ROCE = EBIT ÷ Total Capital Employed × 100. It tells a Research Analyst how efficiently a company uses all its capital (both equity and debt) to generate operating profit. A higher ROCE compared to the industry average is a positive signal in equity research reports.

Can P/BV ratio be less than 1, and what does that mean?

Yes, a P/BV below 1 means the market is valuing the company below its book (accounting) value often indicating distress, undervaluation, or investor skepticism about asset quality. For Research Analysts, this is a key flag during fundamental analysis.

What is the difference between P/S ratio and P/E ratio in NISM XV numericals?

P/S (Price-to-Sales) uses revenue in the denominator, while P/E (Price-to-Earnings) uses net profit. P/S is more useful for companies that are not yet profitable (startups, growth companies) since they have no earnings but still generate sales.

How do I calculate Book Value Per Share if reserves are given separately?

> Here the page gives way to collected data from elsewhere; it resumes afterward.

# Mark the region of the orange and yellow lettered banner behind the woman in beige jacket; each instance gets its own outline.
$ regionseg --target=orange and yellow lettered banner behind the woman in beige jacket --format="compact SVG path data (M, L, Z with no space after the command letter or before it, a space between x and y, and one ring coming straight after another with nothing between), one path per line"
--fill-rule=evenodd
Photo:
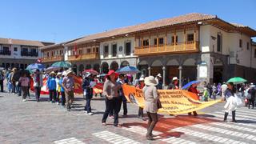
M128 85L123 85L122 89L128 102L144 107L145 101L142 90ZM162 103L162 109L159 109L158 112L168 114L186 114L221 101L200 102L197 100L196 94L186 90L158 90L158 94Z

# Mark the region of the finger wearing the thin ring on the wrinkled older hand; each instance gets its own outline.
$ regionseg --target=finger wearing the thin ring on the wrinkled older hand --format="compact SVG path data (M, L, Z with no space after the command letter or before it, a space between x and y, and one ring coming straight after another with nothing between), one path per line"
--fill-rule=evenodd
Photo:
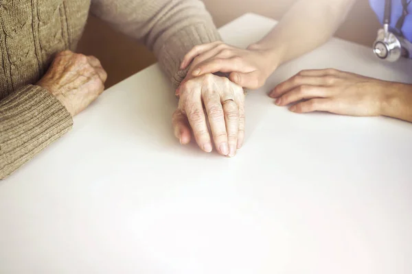
M233 157L236 155L236 149L238 149L239 107L231 99L222 101L222 106L225 113L227 143L229 145L229 153L227 155Z

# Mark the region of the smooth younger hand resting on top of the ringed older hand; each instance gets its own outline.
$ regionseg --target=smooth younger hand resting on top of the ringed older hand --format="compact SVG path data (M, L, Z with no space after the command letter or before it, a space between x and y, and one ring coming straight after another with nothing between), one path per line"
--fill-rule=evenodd
M244 88L260 88L275 70L271 64L270 51L251 45L248 49L238 49L223 42L212 42L195 46L185 55L181 69L190 66L187 73L191 77L206 73L230 73L231 82Z

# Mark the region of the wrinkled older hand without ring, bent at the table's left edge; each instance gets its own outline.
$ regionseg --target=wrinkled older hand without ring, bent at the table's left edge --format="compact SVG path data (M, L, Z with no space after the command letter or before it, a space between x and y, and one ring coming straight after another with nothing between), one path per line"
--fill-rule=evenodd
M62 51L37 85L51 92L75 116L103 92L106 78L97 58Z

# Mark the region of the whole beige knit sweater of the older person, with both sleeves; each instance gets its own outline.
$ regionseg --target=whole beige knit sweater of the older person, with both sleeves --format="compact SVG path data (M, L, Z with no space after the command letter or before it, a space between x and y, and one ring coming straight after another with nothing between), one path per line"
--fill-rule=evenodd
M35 83L56 53L76 49L89 11L152 49L174 86L183 55L220 39L198 0L0 0L0 179L71 128L69 112Z

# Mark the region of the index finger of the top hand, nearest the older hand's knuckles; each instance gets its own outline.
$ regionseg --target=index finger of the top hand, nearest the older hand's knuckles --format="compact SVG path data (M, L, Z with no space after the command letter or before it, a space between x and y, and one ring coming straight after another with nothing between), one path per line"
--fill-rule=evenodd
M213 58L196 65L196 69L194 69L193 73L196 73L196 76L198 76L207 73L231 73L234 71L240 73L250 73L252 69L248 64L245 64L244 61L238 57Z

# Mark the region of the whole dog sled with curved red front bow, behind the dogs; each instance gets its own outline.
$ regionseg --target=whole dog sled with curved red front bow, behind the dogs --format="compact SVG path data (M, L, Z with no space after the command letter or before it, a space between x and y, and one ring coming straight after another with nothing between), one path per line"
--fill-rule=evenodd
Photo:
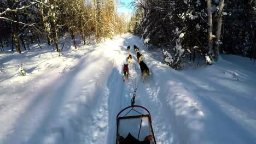
M143 106L125 107L117 115L116 144L156 144L150 112Z

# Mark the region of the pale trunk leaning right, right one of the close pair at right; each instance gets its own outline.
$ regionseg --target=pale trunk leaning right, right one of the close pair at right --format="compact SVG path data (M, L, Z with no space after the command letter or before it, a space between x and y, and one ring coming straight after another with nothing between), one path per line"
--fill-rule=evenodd
M217 32L216 32L216 47L214 47L214 61L218 61L219 59L219 40L222 33L222 11L224 8L224 0L219 2L219 11L217 17Z

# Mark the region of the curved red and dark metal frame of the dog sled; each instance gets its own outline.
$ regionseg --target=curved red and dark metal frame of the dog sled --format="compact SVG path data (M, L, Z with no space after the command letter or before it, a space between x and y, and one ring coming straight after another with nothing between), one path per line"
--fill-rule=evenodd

Book Value = Equity Capital + Reserves + Undistributed Profit. Then divide by total outstanding shares. Many students miss adding undistributed profit this is a common exam trap in NISM XV numerical questions.

Are the numerical formulas the same in both NISM XV and NISM XV-B (renewal) exams?

The core formulas remain the same, but NISM XV-B may include updated regulatory context or revised case study formats based on SEBI circulars issued after your original certification. Always prepare with the most current workbook edition.

If I only memorise formulas without understanding concepts, can I still pass NISM XV?

You may pass basic MCQs, but the 3 case studies in the 2026 pattern require contextual application not just formula recall. For example, a case study might give you a full company scenario and ask you to interpret the ROCE, not just calculate it. Concept clarity is non-negotiable for a strong score.